= Titia gens =

Ancient Roman family

The gens Titia was a plebeian family at ancient Rome. The gens is rarely mentioned in the Republican period, and did not rise out of obscurity till a very late time. None of its members obtained the consulship under the Republic, and the first person of the name who held this office was Marcus Titius in BC 31.

==Origin==
The nomen Titius is a patronymic surname, based on the praenomen Titus. Titus was roughly the sixth-most common Latin praenomen throughout Roman history. However, it has been conjectured that it was introduced to Latin through Titus Tatius, a Sabine king in the time of Romulus, who came to Rome with many of his subjects. If Titus was originally a Sabine praenomen, then the Titii may have been Sabines. But it is also possible that Titus was common to both the Latin and Oscan tongues.

==Praenomina==
The Titii used a wide variety of praenomina, including Gaius, Quintus, Sextus, Lucius, Publius, Marcus, and Titus. All of these were very common names.

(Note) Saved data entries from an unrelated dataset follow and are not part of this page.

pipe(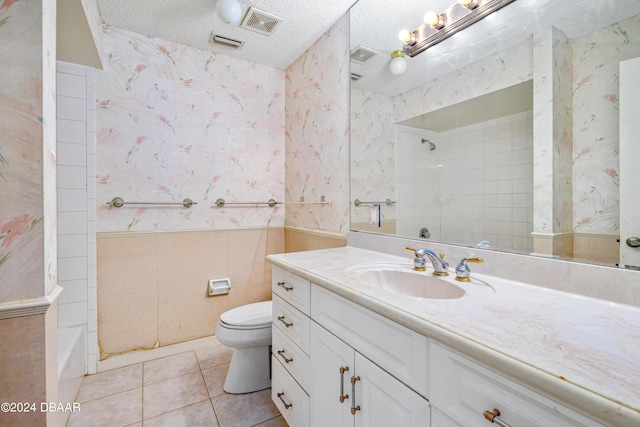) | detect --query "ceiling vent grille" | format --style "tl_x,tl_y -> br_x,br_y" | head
240,7 -> 283,36
350,46 -> 379,64
209,33 -> 245,49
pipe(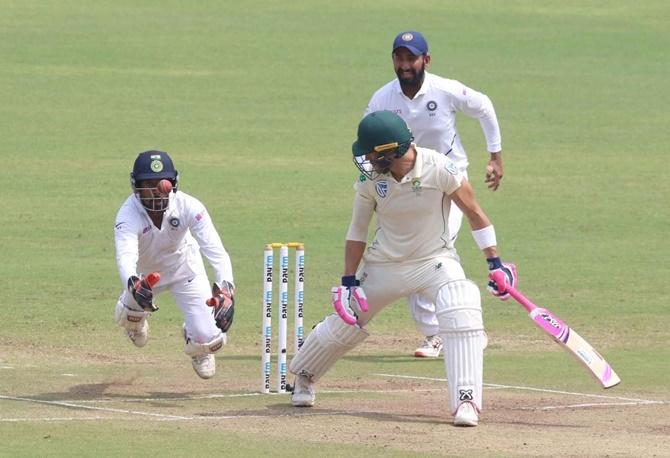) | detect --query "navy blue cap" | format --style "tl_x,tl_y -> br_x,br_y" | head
392,31 -> 429,56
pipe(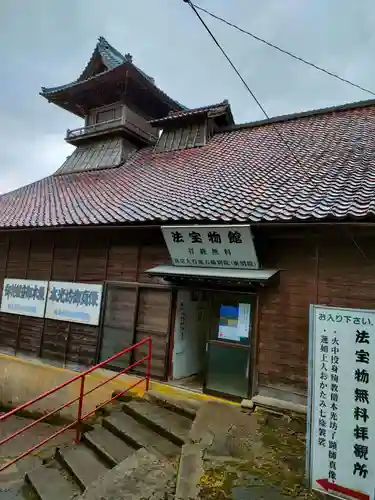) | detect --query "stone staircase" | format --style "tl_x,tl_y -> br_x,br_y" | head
11,394 -> 197,500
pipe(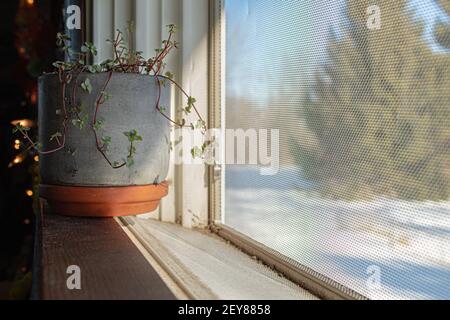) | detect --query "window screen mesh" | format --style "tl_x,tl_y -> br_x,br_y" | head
224,0 -> 450,299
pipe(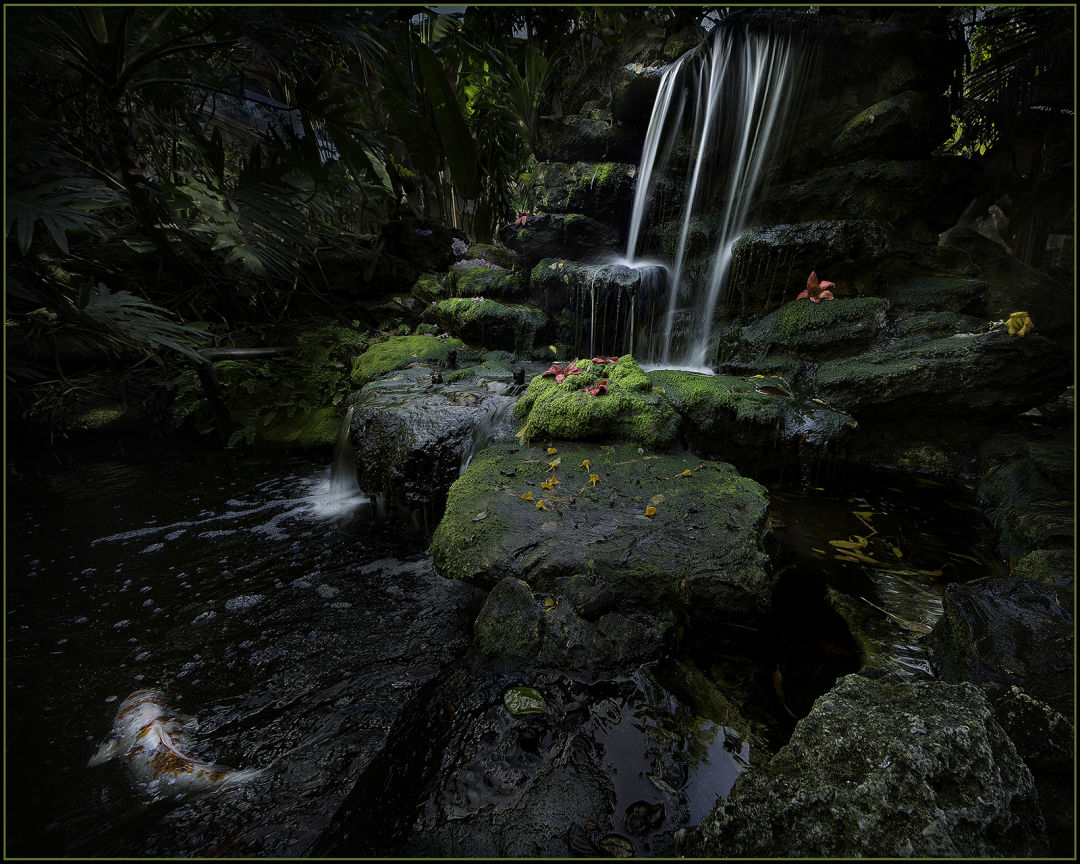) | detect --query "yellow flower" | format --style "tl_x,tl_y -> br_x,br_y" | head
1006,311 -> 1034,337
589,473 -> 599,486
580,459 -> 590,471
540,479 -> 554,491
548,458 -> 561,471
676,469 -> 691,478
521,491 -> 535,501
645,505 -> 657,517
536,499 -> 548,511
547,447 -> 558,456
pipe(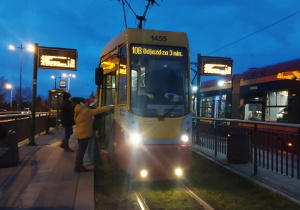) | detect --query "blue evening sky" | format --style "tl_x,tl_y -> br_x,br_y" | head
1,0 -> 299,99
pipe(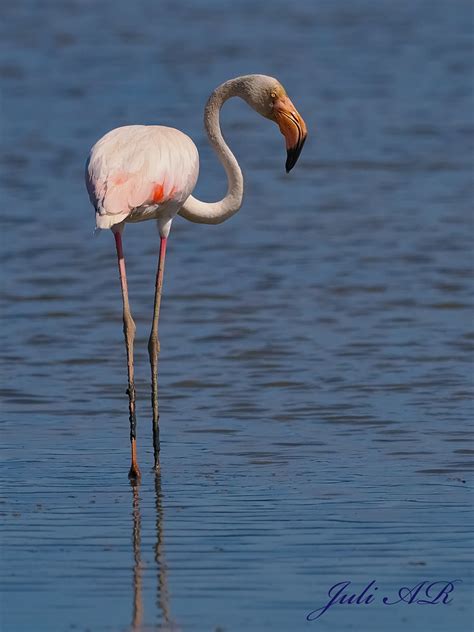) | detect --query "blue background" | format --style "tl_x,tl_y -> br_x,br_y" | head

==Branches and cognomina==
During the later years of the Republic, some of the Titii appear with the surnames Rufus, meaning "red" or "reddish", and Strabo, referring to one who squints. These may have been family-names, as at least two individuals in the gens bore these cognomina. Numerous surnames occur in imperial times, including Sabinus, Proculus, Aquilinus, and Gemellus, amongst others.

==Members==

- Gaius Titius, an eques of the 2nd century BC, and an orator of considerable merit, praised by Cicero.
- Gaius Titius, a pleader of causes, who excited a mutiny of the soldiers against the consul Lucius Porcius Cato in 89 BC, and escaped punishment.
- Sextus Titius, tribune of the plebs in 99 BC, attempted to follow in the footsteps of Saturninus, but was resisted by the consul Marcus Antonius.
- Quintus Titius, triumvir monetalis in 90 BC.
- Lucius Titius, a Roman citizen at Agrigentum, who was robbed of his ring by Verres.
- Titus Titius T. f., the legate of Gnaeus Pompeius, when the latter was entrusted with the superintendence of the corn-market.
- Gaius Titius L. f. Rufus, praetor urbanus in 50 BC.
- Quintus Titius, sent by Caesar into Epirus in 48 BC to obtain corn for his troops.
- Lucius Titius, a military tribune during the Alexandrine war, 48 BC.
- Gaius Titius Strabo, an opponent of Caesar at the time of his death.
- Lucius Titius Strabo, an eques, whom Cicero introduced to Brutus.
- Publius Titius, tribune of the plebs in 43 BC, proposed the lex Titia, which created the Second Triumvirate.
- Lucius Titius, proscribed by the triumvirs in 43 BC, but escaped to Sextus Pompeius in Sicilia. He married Munatia, the sister of the orator Lucius Munatius Plancus.
- Marcus Titius L. f., consul suffectus in 31 BC, routed the cavalry of Marcus Antonius shortly before the Battle of Actium.
- Lucius Titius, perhaps a brother of Marcus Titius, the consul of 31 BC, was the father-in-law of a Salvius, possibly Marcus Salvius Otho, grandfather of the emperor Otho.
- Titia L. f., the wife of a Salvius, possibly Marcus Salvius Otho, grandfather of the emperor Otho. She died as a young woman in 23 BC.
- Titius Julianus, probably a mistake for Tettius Julianus.
- Titius Septimius, a minor poet, about whose welfare Horace inquired in 20 BC.
- Titius Sabinus, an eques, and friend of Germanicus, betrayed by Sejanus and put to death.
- Titius Rufus, put to death in the reign of Caligula, for saying that the senate thought differently from what it said.
- Titius Proculus, put to death in AD 48, because he had been privy to the adulteries of Gaius Silius and Messalina.
- Marcus Titius Marcellus, owned a brick producing business.
- Titius Aristo, (Note: In some editions, Titus Aristo.) a distinguished jurist, was a friend of Pliny the Younger, who praised his knowledge and practice of the law.
- Marcus Titius M. f. Lustricius Bruttianus, a decorated soldier who had won both the mural and vallary crowns, served as military tribune, plebeian aedile, quaestor, and praetor. He was consul suffectus in AD 108, and subsequently governor of Achaia. Pliny the younger reports that he was falsely accused by a colleague, Montanius Atticinus, whose misconduct he had uncovered, but acquitted by Trajan.
- Titia Quartilla, owner of a pottery production business, she was possibly the granddaughter of M. Titius Marcellus and the sister of Lucius Titius Epidius Aquilinus.
- Lucius Titius Epidius Aquilinus, consul in AD 125.
- Lucius Titius Plautius Aquilinus, consul ordinarius in AD 162.
- Titius Gemellus, a sculptor, of uncertain date.